I can see the argument here, but this feels more like an implementation
detail of the execve() wrapper and libc's abort() implementation (?)

I guess this is analogous to spin_lock_irq() in the kernel: you take the
lock, but an irq that may be handled in the same (hardware) thread must
not attempt to take the same lock, since the spinlock code is not itself
reentrant for a given lock.  So, in the main thread you must also mask
IRQs before taking the lock.

> - signal handler can arbitrarily delay another thread
> (because it may happen when libc internal lock is
> held and user code in signal handlers may not return
> immediately so a handler in one thread can break
> real-time guarantees of another purely because of
> libc internal details that must not be observable).
> 
> - there can be libc operations that must be as-safe
> but internally needs to do non-as-safe operation
> (e.g. tls access must be as-safe but in glibc it
> may allocate or take internal locks.)

Seems reasonable.  I was concerned that these critical sections might be
long, potentially sleeping sequences of code.  It sounds like that's
definitley not the intention, so I guess it's workable.

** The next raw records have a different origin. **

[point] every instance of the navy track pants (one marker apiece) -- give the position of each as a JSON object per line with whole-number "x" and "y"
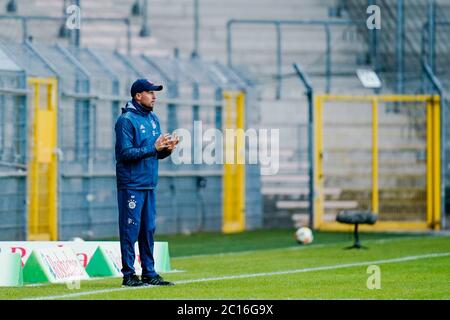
{"x": 137, "y": 222}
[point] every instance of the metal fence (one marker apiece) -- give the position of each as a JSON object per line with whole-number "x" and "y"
{"x": 93, "y": 86}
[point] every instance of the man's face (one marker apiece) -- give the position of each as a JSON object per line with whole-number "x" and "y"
{"x": 146, "y": 99}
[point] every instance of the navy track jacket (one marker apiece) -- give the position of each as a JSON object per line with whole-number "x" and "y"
{"x": 136, "y": 157}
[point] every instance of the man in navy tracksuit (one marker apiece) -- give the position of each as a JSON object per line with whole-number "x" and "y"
{"x": 139, "y": 146}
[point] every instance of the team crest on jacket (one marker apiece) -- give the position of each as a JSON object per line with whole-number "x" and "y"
{"x": 132, "y": 203}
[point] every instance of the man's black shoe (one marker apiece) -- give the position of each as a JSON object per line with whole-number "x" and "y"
{"x": 132, "y": 281}
{"x": 156, "y": 281}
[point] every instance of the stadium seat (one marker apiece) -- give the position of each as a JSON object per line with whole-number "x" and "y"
{"x": 356, "y": 218}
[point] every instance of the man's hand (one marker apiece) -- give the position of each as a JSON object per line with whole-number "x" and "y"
{"x": 162, "y": 142}
{"x": 173, "y": 142}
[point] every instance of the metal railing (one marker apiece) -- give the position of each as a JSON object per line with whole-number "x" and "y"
{"x": 326, "y": 24}
{"x": 437, "y": 86}
{"x": 24, "y": 21}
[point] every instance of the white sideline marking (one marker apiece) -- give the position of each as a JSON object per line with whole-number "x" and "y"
{"x": 297, "y": 247}
{"x": 254, "y": 275}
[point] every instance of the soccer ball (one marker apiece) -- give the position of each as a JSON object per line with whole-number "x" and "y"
{"x": 304, "y": 235}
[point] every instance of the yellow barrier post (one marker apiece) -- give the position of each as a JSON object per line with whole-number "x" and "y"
{"x": 432, "y": 165}
{"x": 318, "y": 158}
{"x": 234, "y": 167}
{"x": 375, "y": 196}
{"x": 430, "y": 147}
{"x": 436, "y": 221}
{"x": 43, "y": 211}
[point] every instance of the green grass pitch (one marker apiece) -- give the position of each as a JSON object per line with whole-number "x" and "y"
{"x": 271, "y": 265}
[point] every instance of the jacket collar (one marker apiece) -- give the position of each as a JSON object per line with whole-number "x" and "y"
{"x": 135, "y": 107}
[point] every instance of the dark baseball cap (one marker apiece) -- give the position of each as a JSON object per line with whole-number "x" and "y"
{"x": 142, "y": 85}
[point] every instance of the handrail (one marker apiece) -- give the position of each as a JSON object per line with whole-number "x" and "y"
{"x": 439, "y": 88}
{"x": 277, "y": 23}
{"x": 25, "y": 19}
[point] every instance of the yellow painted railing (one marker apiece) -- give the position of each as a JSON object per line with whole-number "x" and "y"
{"x": 233, "y": 219}
{"x": 43, "y": 164}
{"x": 432, "y": 166}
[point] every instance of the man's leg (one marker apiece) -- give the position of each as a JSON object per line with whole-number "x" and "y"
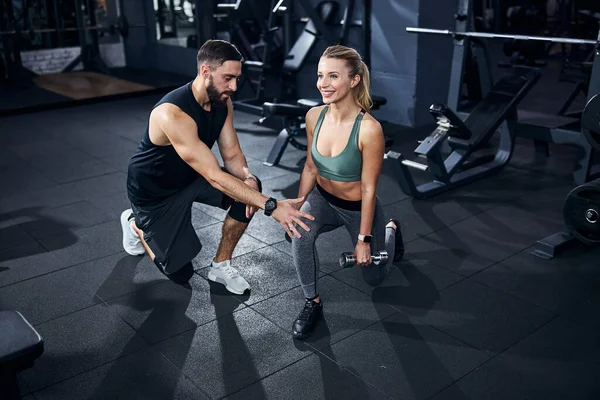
{"x": 230, "y": 236}
{"x": 234, "y": 226}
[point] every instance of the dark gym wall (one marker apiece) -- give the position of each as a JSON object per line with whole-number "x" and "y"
{"x": 393, "y": 58}
{"x": 434, "y": 57}
{"x": 140, "y": 45}
{"x": 142, "y": 50}
{"x": 411, "y": 71}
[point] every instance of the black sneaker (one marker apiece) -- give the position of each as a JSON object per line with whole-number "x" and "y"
{"x": 398, "y": 242}
{"x": 307, "y": 319}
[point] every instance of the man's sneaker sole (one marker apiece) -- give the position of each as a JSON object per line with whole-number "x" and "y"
{"x": 125, "y": 230}
{"x": 216, "y": 279}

The need to call sigprocmask() does suck here, and a way to get that
effect purely within userspace would be preferable.

> - compiler can generate non-as-safe libc calls into
> signal handler code (e.g. memcpy is not required to
> be as-safe but compiler can generate it, but a more

But presumably there is an understanding between the compiler and libcs
that it targets that the function called for out-of-line memcpy()s must
be as-safe.  By definition compiler output is not portable -- it assumes
a particular runtime environment.  So the lack of guranteed as-safety
for memcpy() in the standards is not necessarily an issue here.

(I wonder how may memcpy() implementations are really non-as-safe
though.  I guess that could happen if some kind of accelerator were used
for large copies.)

> realistic example is the various sanitizer
> instrumentations that break as-safety because print
> diagnostic messages on failures).

Well, you can do this in an as-safe way.  But it is unfortunate not to
be able to use the usual C functions to do the printing.

I generally assume that the sprintf() family of formats are at least
safe if you're not using locales or custom format specifiers.  I
probably shouldn't though, strictly speaking.


I suspect that unsafely printing diagnostics from handlers for fatal
signals is rather common in the wild, even if the standards say you
mustn't do it.

> - there are existing slow signal mask operations
> around critical sections in libc which can be
> improved by the proposed design.
> 
> > Finally, if a fault signal is delivered while blocked or ignored it
> > kills the process.  So handlers for fault signals raised by the kernel
> > still wouldn't be able to call random libc functions: to prevent sudden
> > death while in the middle of malloc etc., libc must not mask these
> > signals, and wouldn't be safely reentrant while handling then -- thus we
> > still have the problem we intended to solve.
> 
> synchronous faults cannot happen in libc unless
> the caller invoked ub so anything goes.
> 
> (i.e. not delaying those signals is fine)

Debatable.  The whole point of handling a fatal signal is to clean up
mess and/or capture diagnostic data.  By definition the process may be
in a partially unknown state but this point, but best efforts should
still be made to handle the signal -- otherwise handling the signal
doesn't make sense at all.  It doesn't seem right for this to fail
unpredictably depending on where the signal landed.